Andei conversando com Carlos Drummond de Andrade e me juntei a ele nesta doída pergunta:
“Por que Deus permite que as mães vão-se embora? (…)
Mãe, na sua graça é eternidade.
Por que Deus se lembra – mistério profundo – de tirá-la um dia? (…)”
Se para todos os filhos do mundo esses versos traduzem emoção e verdade, o que dizer daqueles que perdem suas mães muito cedo? Quando os braços ainda são curtos para abraçar e os olhos ainda não viram tudo o que essa vida tem para ensinar; quando voltam da escola ávidos por tagarelar as notícias, contar como foi a prova, mostrar o joelho ralado no futebol; quando começam a nascer as primeiras espinhas, o primeiro amor, os problemas que vão muito além da matemática.

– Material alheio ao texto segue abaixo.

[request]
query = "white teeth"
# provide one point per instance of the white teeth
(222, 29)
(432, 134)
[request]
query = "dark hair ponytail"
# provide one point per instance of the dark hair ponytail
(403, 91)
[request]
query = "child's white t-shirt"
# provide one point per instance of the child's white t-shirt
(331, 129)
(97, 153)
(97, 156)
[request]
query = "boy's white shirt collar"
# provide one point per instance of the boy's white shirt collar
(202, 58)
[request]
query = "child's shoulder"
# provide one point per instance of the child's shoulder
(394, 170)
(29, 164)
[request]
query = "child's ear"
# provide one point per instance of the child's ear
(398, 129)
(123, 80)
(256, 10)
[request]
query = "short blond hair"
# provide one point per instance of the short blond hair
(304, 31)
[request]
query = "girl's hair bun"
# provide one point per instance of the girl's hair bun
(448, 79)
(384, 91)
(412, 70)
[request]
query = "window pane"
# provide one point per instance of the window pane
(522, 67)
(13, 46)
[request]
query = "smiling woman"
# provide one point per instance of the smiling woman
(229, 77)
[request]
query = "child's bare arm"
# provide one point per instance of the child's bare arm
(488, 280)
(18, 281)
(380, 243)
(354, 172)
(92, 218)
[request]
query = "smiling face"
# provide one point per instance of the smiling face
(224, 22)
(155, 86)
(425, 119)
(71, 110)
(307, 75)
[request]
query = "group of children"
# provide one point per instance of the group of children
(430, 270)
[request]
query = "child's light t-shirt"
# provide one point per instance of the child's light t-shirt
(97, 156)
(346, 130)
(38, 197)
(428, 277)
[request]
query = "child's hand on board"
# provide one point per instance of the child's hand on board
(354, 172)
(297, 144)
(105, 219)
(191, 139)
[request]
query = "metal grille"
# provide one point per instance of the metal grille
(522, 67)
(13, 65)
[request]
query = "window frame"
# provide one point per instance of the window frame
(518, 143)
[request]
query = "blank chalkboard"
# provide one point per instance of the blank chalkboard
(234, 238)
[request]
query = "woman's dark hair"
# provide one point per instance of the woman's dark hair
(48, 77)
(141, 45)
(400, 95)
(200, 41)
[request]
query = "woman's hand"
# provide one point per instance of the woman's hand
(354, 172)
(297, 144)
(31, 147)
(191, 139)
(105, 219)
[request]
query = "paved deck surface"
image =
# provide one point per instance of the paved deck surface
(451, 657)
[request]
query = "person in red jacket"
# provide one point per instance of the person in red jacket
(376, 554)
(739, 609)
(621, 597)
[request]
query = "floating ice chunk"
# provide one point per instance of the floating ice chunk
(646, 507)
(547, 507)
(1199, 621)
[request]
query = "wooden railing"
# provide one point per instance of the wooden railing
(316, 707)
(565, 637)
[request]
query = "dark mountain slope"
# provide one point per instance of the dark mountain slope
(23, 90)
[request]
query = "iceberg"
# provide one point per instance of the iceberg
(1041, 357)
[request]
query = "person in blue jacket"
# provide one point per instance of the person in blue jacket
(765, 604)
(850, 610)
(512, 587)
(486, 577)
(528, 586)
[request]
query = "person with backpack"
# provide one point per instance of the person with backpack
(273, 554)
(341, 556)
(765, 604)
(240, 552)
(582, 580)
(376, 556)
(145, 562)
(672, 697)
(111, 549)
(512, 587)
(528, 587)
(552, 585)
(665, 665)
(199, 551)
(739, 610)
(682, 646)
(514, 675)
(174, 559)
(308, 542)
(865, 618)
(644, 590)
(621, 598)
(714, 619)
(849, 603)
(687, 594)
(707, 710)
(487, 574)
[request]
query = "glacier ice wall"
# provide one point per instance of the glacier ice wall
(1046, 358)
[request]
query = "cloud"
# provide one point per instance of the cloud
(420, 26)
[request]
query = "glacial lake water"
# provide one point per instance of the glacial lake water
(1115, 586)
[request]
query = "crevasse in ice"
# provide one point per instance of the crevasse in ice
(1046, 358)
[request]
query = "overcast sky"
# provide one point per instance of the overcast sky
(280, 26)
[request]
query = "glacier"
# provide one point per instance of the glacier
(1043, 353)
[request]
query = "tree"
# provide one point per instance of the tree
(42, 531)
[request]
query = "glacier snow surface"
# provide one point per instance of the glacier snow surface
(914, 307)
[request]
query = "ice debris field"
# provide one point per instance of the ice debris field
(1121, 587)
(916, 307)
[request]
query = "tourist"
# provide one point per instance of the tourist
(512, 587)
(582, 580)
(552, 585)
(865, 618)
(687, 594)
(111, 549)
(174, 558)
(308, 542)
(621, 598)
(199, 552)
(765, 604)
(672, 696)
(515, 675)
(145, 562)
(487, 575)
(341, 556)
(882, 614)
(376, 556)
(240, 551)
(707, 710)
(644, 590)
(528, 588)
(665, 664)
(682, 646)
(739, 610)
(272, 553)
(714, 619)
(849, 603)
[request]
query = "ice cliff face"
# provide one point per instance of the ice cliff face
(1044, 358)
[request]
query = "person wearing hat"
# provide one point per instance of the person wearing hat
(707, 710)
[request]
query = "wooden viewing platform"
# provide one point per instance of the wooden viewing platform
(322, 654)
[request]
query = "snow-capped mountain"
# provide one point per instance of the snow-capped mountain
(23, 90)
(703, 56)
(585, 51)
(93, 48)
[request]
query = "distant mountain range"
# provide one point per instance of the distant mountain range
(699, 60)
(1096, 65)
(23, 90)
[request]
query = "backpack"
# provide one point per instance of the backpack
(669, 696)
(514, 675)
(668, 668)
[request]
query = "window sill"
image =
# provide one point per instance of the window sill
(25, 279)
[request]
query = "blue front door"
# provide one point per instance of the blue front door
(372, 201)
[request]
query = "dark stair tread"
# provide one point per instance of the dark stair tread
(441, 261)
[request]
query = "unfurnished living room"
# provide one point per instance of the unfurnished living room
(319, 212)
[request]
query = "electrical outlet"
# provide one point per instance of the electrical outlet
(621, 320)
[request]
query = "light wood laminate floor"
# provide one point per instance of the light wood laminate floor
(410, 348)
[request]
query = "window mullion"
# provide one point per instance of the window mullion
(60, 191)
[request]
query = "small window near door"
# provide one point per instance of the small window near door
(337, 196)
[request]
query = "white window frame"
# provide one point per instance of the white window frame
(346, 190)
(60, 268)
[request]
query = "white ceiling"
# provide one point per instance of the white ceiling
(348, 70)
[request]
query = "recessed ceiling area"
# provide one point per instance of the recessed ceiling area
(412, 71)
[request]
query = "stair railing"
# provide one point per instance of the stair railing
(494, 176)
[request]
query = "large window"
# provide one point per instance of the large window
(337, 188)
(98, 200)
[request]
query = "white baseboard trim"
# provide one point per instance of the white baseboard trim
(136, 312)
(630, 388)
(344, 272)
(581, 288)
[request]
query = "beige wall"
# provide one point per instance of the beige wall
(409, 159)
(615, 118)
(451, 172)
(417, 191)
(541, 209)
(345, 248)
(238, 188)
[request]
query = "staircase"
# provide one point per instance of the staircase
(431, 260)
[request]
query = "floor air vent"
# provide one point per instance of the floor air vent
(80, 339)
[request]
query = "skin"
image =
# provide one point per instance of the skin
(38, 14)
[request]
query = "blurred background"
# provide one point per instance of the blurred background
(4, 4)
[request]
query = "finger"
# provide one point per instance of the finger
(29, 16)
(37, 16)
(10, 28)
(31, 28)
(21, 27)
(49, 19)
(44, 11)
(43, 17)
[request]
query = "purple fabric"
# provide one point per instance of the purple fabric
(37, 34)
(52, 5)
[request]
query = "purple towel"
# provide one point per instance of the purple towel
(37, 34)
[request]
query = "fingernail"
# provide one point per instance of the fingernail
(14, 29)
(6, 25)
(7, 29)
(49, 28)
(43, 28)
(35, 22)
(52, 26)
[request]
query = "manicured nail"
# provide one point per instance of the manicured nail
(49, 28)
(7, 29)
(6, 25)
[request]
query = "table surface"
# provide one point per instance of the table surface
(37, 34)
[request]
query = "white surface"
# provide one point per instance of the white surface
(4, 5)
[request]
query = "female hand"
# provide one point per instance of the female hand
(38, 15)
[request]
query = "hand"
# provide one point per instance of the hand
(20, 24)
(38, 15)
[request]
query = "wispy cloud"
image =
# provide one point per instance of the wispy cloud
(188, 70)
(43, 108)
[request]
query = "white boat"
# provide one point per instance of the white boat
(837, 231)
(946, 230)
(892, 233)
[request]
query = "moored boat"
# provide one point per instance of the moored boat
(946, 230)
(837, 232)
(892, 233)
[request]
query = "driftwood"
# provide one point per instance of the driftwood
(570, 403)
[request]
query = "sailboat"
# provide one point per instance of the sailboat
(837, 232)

Mãe é especialista em amar, ad aeternum, não importa a idade dos filhos. Mas quando eles são pequenos, mais presente e rotineiro esse amor se mostra. É bom dia, boa noite, cobertor para proteger do frio; é colo, acolhida, para-casa, para-vida, livro de histórias, reza antes de dormir; é sim, não, limite; é remédio, leite morno, despertador, médico, dentista; é ensinamento, puxão de orelha, cinema, cafuné. Hora do banho, cortar a franja, cortar as unhas e as asinhas. É emoção na formatura, torcida pra vida inteira, amor que não tem tamanho.
Pai também merecia um poema à parte, eu sei. Seu lugar é nobre, de uma preciosidade igual. E que bom que ainda tem ele quando uma mãe parte cedo demais. Pai é grandeza, amor e força, tudo o que os filhos precisam para continuar apesar do pedaço que falta.
Chamei Drummond pra conversar depois de uma notícia triste assim. Difícil de receber. Cheguei ao velório tentando buscar, em meio à dor conjunta, coletiva, alguma explicação que pudesse me dar um pouco mais de entendimento. Não encontrei. O cortejo seguiu em silêncio, um silêncio arranhado. Atrás dos homens que carregavam honrosamente o caixão, um menino e uma menina seguiam como podiam, nenhum braço a lhes envolver os ombros, nenhuma mão a segurar as suas. Olhei para eles com especial compaixão e carinho e, quase me faltando a lucidez, pensei: “Meu Deus, cadê a mãe desses meninos?”
Era por ela que estávamos ali, reunidos. Ela dela que nos despedíamos. Seu filho, amigo do meu, menino querido que quando adentra a minha casa é pura luz e alegria, tinha os olhos afundados de tanto chorar.
Por quê? Por quê? (…) Algumas perguntas ficam sem resposta, mas os filhos jamais ficam sem mãe, tenho certeza. Muda a rotina, muda a vida, muda tudo. Mas como bem disse o poeta, “Mãe, na sua graça é eternidade.” Permanece viva, para sempre, no coração, iluminando lá de cima, cobrindo de amor – feito cobertor – quem aqui ficou.